The highlight of the season for Bailey was a 15 strikeout performance against the Toledo Mud Hens on April 26.
Bailey had control problems and appeared to have problems communicating with catcher Ramon Hernandez. He walked the leadoff hitter, Asdrubal Cabrera, to open the game. He escaped in part because shortstop Alex Gonzalez ran down a pop up down the leftfield line off the bat of Grady Sizemore. That is the kind of defensive support that pitchers do not get at the Triple AAA level. Many times a pitcher's Triple A ERA is inflated when they come to the Major Leagues.
Bailey fanned Victor Martinez, who was hitting .391 as he stepped to the plate. Cabrera was gunned down trying to steal by Ramon Hernandez to end the inning.

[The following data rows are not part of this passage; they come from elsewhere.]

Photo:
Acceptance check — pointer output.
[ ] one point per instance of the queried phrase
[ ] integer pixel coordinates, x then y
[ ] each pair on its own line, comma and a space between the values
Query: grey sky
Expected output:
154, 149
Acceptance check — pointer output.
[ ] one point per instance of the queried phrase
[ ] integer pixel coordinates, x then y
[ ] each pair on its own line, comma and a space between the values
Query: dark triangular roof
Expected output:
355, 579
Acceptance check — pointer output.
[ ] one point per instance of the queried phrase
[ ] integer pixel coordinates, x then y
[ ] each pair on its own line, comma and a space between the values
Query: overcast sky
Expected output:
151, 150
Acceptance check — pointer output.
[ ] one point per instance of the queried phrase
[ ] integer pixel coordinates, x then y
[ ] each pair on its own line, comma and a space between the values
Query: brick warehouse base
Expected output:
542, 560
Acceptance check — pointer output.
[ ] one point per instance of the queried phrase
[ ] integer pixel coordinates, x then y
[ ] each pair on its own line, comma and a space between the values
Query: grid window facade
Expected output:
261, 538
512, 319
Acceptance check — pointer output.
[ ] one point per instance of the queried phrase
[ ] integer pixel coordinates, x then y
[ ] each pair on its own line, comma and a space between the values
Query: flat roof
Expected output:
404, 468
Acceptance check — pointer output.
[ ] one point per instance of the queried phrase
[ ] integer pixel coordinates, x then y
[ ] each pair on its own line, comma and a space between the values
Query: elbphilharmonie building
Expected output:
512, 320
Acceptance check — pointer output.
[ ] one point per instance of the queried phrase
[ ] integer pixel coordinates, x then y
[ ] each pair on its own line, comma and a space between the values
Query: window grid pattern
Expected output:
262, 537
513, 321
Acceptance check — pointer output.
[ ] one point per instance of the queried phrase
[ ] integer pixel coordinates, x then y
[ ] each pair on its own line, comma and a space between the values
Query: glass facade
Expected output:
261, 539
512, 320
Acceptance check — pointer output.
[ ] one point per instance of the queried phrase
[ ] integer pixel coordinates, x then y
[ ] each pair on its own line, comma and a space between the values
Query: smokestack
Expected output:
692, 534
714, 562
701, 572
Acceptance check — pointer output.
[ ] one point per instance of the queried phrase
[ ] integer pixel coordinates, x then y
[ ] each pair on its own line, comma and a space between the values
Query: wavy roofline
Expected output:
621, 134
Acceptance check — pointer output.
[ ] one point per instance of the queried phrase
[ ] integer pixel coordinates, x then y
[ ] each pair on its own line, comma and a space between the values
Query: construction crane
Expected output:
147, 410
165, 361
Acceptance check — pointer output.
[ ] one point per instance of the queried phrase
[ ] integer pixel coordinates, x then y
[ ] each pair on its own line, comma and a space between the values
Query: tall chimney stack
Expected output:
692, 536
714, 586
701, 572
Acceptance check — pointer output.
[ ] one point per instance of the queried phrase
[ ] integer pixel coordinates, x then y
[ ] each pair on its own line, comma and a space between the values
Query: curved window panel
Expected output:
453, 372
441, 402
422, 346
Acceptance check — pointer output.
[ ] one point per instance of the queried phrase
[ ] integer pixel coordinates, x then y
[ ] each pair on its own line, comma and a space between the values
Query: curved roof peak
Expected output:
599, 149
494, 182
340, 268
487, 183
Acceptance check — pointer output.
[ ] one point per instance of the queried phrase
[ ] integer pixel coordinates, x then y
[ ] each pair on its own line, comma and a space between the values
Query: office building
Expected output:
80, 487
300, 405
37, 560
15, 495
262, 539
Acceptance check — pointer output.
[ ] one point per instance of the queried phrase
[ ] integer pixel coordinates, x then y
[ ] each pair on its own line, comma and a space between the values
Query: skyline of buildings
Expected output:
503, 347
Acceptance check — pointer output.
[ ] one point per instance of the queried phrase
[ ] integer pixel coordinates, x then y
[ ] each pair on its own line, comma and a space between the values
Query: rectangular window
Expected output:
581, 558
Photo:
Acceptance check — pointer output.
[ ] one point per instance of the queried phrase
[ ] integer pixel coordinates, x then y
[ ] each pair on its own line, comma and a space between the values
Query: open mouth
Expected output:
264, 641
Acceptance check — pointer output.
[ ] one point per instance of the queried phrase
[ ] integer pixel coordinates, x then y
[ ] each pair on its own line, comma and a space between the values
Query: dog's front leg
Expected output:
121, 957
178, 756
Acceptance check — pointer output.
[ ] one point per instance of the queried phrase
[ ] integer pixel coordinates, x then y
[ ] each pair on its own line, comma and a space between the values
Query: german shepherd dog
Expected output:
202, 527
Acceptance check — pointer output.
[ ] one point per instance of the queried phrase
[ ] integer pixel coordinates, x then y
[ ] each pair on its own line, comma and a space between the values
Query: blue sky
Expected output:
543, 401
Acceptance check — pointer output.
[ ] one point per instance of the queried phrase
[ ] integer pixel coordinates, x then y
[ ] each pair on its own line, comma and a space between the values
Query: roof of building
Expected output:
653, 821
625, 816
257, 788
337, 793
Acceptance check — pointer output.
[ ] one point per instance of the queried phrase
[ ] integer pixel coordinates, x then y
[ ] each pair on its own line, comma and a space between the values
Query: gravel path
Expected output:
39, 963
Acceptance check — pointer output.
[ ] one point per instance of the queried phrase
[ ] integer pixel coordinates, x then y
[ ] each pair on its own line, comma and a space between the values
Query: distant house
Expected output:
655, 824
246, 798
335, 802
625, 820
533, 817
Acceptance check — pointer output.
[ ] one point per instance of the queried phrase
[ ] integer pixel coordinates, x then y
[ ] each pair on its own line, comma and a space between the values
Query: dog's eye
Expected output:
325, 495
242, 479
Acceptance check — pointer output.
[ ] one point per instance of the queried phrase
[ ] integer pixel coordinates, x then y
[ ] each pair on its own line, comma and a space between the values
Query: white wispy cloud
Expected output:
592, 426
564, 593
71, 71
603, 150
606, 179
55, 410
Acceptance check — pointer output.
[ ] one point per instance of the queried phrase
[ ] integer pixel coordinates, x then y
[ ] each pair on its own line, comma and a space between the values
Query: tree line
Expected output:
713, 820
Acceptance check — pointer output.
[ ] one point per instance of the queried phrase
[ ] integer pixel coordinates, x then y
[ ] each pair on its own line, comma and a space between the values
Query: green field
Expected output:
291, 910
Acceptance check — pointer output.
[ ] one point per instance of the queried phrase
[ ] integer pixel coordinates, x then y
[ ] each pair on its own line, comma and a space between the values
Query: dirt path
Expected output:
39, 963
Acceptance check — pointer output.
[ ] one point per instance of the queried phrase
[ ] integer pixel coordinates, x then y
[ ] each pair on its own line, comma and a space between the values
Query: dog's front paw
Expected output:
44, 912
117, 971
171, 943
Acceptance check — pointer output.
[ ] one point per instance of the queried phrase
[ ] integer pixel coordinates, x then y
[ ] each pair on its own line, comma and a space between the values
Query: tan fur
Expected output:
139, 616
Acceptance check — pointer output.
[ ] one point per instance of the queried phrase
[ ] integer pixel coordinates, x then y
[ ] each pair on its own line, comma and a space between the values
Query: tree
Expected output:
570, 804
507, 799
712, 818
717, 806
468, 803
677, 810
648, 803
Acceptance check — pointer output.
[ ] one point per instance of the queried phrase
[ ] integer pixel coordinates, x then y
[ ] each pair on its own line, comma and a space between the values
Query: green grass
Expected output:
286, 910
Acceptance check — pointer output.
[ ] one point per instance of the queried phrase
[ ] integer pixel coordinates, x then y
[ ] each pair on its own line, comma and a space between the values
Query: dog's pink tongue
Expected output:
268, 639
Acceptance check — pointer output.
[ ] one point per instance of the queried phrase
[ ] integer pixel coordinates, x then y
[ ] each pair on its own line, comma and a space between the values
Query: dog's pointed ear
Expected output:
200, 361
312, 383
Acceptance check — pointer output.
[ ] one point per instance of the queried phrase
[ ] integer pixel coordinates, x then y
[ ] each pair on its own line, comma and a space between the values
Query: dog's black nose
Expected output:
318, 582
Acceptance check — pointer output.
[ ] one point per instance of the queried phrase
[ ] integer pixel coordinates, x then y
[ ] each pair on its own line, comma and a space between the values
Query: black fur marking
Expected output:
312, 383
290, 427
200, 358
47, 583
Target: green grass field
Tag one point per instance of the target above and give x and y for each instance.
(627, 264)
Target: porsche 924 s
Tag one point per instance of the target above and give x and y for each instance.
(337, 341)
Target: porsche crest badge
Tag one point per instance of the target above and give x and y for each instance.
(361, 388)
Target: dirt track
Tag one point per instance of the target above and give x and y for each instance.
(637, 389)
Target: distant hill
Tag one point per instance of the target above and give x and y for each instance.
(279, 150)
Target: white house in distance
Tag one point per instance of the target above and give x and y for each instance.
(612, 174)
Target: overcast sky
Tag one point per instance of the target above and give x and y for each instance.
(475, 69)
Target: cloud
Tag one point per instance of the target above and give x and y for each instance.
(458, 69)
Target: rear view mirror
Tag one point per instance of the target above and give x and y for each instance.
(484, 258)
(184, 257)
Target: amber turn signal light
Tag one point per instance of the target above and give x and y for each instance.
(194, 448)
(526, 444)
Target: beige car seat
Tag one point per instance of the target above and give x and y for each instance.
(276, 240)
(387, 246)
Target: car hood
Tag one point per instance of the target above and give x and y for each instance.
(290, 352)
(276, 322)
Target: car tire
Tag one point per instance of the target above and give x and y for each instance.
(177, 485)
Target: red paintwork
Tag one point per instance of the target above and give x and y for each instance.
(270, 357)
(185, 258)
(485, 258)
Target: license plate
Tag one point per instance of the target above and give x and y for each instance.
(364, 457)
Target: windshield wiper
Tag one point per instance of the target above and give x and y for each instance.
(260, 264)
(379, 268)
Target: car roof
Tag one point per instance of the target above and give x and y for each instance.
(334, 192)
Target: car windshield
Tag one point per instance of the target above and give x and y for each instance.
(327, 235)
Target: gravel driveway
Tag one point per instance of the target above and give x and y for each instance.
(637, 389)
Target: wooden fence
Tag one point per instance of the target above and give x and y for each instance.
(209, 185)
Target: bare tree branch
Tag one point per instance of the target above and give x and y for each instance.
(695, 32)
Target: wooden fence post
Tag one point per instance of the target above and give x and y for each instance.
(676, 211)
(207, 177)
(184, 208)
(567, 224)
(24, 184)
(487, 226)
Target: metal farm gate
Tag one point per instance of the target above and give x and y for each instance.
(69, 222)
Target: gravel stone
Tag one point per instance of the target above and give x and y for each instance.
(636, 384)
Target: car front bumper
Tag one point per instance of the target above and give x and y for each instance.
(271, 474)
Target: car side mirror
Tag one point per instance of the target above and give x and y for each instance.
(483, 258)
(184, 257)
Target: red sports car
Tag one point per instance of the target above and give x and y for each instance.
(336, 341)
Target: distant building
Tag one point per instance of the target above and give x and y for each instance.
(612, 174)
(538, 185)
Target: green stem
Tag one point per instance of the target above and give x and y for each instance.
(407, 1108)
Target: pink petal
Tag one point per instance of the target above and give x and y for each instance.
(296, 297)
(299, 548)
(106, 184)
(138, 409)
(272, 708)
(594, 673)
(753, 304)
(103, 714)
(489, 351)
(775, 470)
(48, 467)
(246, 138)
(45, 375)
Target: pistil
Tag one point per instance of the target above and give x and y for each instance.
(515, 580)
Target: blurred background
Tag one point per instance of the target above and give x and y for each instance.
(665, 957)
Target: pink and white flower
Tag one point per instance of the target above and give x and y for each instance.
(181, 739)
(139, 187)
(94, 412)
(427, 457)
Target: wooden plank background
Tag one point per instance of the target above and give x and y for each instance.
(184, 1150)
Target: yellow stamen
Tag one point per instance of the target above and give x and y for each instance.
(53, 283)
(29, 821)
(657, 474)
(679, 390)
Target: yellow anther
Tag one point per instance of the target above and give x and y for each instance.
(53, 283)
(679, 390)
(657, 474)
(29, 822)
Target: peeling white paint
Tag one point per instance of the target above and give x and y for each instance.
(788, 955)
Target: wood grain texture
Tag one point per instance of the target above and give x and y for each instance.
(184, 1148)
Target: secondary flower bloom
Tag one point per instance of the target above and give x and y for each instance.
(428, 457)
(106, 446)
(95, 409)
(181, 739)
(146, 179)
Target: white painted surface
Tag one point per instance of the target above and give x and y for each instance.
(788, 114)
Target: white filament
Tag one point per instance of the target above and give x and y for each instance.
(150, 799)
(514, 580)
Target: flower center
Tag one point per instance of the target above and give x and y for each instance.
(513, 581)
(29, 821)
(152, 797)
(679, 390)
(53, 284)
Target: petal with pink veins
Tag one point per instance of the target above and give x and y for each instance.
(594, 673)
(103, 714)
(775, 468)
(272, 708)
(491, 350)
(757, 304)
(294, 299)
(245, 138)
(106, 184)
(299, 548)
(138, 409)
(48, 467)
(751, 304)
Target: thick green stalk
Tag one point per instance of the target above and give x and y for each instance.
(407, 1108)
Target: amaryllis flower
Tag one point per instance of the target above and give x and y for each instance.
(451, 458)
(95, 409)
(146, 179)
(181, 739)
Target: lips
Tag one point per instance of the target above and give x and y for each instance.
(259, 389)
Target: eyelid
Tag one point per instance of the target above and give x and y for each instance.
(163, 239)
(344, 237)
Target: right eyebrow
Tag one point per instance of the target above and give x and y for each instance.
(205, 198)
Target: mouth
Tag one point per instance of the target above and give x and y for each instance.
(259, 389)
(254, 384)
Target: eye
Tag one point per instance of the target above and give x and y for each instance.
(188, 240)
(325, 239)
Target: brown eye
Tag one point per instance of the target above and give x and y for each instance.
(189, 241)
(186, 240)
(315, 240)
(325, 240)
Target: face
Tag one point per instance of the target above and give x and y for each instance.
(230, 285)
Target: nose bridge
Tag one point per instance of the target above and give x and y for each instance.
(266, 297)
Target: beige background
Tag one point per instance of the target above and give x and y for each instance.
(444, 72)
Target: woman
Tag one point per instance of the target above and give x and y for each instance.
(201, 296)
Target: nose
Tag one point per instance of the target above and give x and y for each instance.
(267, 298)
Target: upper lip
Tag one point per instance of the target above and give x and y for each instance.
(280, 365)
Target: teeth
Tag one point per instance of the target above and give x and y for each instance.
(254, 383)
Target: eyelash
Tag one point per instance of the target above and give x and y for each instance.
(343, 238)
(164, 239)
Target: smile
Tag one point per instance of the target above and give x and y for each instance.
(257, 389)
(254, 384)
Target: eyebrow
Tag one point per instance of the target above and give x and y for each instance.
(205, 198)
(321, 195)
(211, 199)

The second inning was not so forgiving.
Joey Votto hit a home run to stake the Reds to a single-run lead but Bailey couldn't hold it. Shin-Soo Choo walked to open the inning and Mark DeRosa hit his seventh home run to put the Indians on top. Matt LaPorta singled. Jamey Carrol walked one out later. Opposing pitcher, David Huff bunted the runners along. Cabrera's two out single scored the runners, leaving the Reds trailing 4-1.
Votto's second home run of the game capped a five-run second half by Cincinnati and Bailey was handed a two-run lead.
He blanked the Indians in the third and fourth but lost control in the fifth. He walked Cabrera, Sizemore and Choo around a fly out by Martinez.
Baker took out the young prospect with the bases loaded, two out shy of the requisite five innings needed to qualify for a win.
His replacement, Jared Burton, allowed a game-tying single to left by DeRosa, both runs charged to Bailey.
He finished with 4 1/3 innings. He only gave up three hits but walked a career-high six and allowed six runs that tied a career-high.